Serata speciale al San Carlo di Napoli con due artisti d’eccezione: il pianista Nikolay Lugansky e il direttore Pinchas Steinberg. Il programma prevede il Concerto per pianoforte e orchestra n. 3 in re minore, op. 30 di Sergej Rachmaninov e la Sinfonia n. 5 in re minore, op. 47 di Dmítrij Šostakóvič.

Partiamo con quello che dai più è conosciuto come Rach3, una sfida per ogni pianista che, in quarantacinque minuti, deve imbastire un corpo a corpo con l’orchestra. Sergei Rachmaninov, alto quasi due metri e con mani gigantesche, era uno dei pianisti più virtuosi del suo tempo. Un uomo dallo spirito tardo romantico che riuscì a prolungare l’attitudine musicale tipicamente ottocentesca fino alla sua morte, avvenuta nel 1943. E questo concerto, che fu diretto nel 1909 da Gustav Mahler, esprime pienamente la ricca varietà cromatica e il virtuosismo fin de siècle delle composizioni russe.

Il Terzo Concerto inizia con un “Allegro ma non tanto” in cui si confrontano e si combinano in vari modi due temi: uno teso e drammatico, l’altro più dolce e malinconico. Le note sembrano martellate, il secondo tema interviene spesso a stemperare la tensione del primo fino ad arrivare a un ponte, a metà del movimento, in cui pianoforte e orchestra si muovono assieme, come se fossero una coreografia spettacolare di stormi di uccelli, fino ad accelerare progressivamente per poi esplodere.
Nel secondo movimento, “Intermezzo (Adagio)”, l’orchestra imbastisce un tema arabeggiante fatto di arpeggi e trilli dove il piano assume quasi una posizione secondaria fino ad arrivare al “Finale (Alla breve)” il cui tema principale è esposto dapprima con note separate e poi elaborato con una melodia sinuosa, dalle tante sfumature, in cui ritornano spunti del primo movimento.

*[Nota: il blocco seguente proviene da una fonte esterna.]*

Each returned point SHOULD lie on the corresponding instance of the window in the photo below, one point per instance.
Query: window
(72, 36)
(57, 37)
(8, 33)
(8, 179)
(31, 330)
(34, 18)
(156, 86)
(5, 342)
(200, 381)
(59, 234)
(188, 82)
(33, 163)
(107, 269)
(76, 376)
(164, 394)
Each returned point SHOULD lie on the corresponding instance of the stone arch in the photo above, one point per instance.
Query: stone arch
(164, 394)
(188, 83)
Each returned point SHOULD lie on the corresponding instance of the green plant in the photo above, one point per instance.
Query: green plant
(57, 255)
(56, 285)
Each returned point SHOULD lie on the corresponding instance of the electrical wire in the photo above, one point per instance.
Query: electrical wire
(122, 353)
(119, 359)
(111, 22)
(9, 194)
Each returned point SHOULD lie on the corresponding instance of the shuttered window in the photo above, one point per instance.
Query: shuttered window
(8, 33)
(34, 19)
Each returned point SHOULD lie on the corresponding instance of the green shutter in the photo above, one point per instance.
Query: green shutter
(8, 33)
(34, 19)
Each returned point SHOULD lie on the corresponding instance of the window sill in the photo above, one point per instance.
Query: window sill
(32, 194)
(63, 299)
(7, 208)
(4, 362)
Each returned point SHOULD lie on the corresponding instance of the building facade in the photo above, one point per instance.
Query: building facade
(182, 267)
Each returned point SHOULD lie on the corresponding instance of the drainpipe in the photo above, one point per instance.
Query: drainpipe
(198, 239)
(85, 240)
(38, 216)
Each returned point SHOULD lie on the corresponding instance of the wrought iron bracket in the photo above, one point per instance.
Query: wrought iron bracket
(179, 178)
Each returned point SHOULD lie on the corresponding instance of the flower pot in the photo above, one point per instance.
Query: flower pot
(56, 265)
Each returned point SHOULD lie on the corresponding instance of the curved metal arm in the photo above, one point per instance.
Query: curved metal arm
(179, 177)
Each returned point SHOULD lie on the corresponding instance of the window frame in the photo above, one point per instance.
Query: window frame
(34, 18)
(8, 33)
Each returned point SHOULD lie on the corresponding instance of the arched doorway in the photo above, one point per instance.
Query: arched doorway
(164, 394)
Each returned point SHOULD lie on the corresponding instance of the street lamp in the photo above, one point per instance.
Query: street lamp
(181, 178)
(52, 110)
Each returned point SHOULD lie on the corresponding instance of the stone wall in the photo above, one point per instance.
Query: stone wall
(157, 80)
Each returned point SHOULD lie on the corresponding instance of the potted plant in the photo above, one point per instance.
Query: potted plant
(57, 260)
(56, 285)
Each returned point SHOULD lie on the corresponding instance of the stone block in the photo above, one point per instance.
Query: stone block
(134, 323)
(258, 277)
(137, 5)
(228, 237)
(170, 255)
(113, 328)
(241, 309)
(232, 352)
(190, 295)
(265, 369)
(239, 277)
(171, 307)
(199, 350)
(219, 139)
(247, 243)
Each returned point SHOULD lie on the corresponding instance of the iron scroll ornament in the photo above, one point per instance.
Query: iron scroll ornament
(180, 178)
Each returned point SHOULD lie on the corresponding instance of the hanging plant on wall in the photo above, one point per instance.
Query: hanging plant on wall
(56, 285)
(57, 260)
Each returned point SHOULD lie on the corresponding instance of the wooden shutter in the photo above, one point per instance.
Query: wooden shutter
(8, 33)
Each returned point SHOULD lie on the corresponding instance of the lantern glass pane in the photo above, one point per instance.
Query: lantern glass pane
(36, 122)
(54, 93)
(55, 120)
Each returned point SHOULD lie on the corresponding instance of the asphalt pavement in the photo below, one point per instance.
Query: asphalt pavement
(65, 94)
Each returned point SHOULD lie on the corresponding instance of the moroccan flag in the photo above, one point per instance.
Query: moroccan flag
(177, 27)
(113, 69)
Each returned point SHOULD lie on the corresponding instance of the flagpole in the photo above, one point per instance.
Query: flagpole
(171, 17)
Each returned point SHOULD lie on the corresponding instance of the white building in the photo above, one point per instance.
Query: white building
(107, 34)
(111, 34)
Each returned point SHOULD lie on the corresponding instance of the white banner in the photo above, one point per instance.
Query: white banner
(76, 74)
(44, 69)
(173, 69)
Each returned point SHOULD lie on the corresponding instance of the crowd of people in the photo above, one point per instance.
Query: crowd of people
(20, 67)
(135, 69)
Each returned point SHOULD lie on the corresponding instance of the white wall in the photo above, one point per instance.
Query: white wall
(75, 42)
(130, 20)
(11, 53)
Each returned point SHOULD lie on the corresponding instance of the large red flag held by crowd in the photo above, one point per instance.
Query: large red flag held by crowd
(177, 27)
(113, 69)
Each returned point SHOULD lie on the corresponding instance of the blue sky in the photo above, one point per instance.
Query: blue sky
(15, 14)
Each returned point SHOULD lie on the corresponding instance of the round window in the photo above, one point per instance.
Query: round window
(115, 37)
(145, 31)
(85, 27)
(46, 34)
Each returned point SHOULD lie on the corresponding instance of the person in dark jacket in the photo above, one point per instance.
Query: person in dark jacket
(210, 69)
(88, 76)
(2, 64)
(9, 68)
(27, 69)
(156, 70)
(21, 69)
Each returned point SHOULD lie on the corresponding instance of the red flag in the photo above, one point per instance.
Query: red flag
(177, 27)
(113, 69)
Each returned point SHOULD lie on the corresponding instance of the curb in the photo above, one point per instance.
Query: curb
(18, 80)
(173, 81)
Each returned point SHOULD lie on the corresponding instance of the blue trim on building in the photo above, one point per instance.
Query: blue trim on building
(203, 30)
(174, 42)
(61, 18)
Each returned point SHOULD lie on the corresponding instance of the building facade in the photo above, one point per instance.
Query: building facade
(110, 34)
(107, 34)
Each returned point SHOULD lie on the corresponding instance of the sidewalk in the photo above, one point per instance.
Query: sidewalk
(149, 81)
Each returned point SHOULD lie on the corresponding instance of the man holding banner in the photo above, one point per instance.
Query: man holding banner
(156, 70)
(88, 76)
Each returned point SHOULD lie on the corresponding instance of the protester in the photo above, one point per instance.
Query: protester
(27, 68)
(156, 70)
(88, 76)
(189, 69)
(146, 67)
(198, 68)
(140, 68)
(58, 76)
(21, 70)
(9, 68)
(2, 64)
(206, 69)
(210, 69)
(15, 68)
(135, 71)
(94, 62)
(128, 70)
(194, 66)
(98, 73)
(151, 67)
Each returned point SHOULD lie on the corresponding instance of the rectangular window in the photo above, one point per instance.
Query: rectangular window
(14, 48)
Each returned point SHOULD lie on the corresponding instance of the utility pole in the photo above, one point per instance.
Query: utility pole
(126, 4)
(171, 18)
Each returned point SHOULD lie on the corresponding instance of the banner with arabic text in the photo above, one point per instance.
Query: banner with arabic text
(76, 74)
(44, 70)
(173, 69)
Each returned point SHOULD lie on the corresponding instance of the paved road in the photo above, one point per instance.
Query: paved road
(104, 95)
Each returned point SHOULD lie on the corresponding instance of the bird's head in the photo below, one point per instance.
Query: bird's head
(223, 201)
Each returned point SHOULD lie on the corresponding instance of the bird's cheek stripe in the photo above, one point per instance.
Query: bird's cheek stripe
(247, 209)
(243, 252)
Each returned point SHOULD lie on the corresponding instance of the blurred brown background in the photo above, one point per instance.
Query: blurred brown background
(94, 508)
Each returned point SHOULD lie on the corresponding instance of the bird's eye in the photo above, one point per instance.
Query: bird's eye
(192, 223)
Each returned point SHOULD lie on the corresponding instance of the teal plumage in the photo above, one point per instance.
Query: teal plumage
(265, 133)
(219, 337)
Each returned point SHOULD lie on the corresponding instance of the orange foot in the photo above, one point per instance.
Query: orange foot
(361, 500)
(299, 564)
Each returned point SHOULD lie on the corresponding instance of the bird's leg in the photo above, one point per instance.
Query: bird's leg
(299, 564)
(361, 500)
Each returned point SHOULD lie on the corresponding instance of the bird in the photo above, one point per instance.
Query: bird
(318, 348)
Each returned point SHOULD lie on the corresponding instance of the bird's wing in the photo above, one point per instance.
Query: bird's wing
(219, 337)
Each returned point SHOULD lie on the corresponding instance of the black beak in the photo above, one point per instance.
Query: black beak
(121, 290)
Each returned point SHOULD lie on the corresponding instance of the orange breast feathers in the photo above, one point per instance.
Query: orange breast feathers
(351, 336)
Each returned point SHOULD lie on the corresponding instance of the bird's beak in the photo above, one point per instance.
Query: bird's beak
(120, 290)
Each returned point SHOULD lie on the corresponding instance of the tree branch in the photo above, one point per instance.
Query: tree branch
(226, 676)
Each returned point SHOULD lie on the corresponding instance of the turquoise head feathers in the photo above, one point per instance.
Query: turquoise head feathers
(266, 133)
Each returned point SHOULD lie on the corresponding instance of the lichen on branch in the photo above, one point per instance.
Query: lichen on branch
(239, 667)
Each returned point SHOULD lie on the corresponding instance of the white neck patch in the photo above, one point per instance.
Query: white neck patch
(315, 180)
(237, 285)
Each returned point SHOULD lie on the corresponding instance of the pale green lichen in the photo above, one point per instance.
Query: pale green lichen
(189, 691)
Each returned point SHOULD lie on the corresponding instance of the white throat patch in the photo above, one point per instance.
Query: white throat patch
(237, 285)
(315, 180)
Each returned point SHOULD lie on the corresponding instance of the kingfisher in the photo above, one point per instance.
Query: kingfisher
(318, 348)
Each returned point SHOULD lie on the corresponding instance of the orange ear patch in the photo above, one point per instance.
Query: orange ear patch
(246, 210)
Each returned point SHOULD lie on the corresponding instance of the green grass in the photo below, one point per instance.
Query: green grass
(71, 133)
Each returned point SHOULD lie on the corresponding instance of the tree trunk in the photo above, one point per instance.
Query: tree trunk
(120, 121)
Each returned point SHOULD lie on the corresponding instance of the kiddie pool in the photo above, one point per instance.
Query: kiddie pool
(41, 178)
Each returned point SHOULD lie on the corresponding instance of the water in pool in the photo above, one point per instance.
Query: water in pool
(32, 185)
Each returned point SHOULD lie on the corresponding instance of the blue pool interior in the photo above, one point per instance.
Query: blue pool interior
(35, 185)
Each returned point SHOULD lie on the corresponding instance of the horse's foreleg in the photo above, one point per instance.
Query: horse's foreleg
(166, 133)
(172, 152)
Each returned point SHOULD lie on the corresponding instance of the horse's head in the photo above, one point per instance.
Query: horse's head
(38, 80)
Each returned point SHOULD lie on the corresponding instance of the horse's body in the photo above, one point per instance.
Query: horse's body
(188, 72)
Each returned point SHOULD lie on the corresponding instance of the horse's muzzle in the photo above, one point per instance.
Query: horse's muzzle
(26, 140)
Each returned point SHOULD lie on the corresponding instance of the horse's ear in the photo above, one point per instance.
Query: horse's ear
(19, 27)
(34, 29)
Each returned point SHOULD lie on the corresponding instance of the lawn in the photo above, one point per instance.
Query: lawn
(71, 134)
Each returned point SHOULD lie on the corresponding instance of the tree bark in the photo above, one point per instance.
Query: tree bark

C’è sintonia tra l’Orchestra del Teatro di San Carlo, magnificamente diretta da Pinchas Steinberg, e il pianista Lugansky, perfetto nel fraseggio, nell’interpretazione di un materiale così incandescente come il Rach3. Impetuoso ma anche equilibrato e brillante nel tocco, riesce a dare rigore ritmico ai movimenti restando a metà tra approccio filologico e un suono dal registro più personale e moderno.

La prima parte del concerto termina con applausi ripetuti e a scena aperta che costringono Lugansky a uscire per ben 5 volte per ringraziare un San Carlo sold out in ogni ordine e settore. Due sono i bis concessi: il preludio n.7 dai “10 preludes, Op.27”, che Luganskij ha inciso nel 2018 per Harmonia Mundi, e il preludio n.12 dai “13 preludes” presente nella stessa registrazione.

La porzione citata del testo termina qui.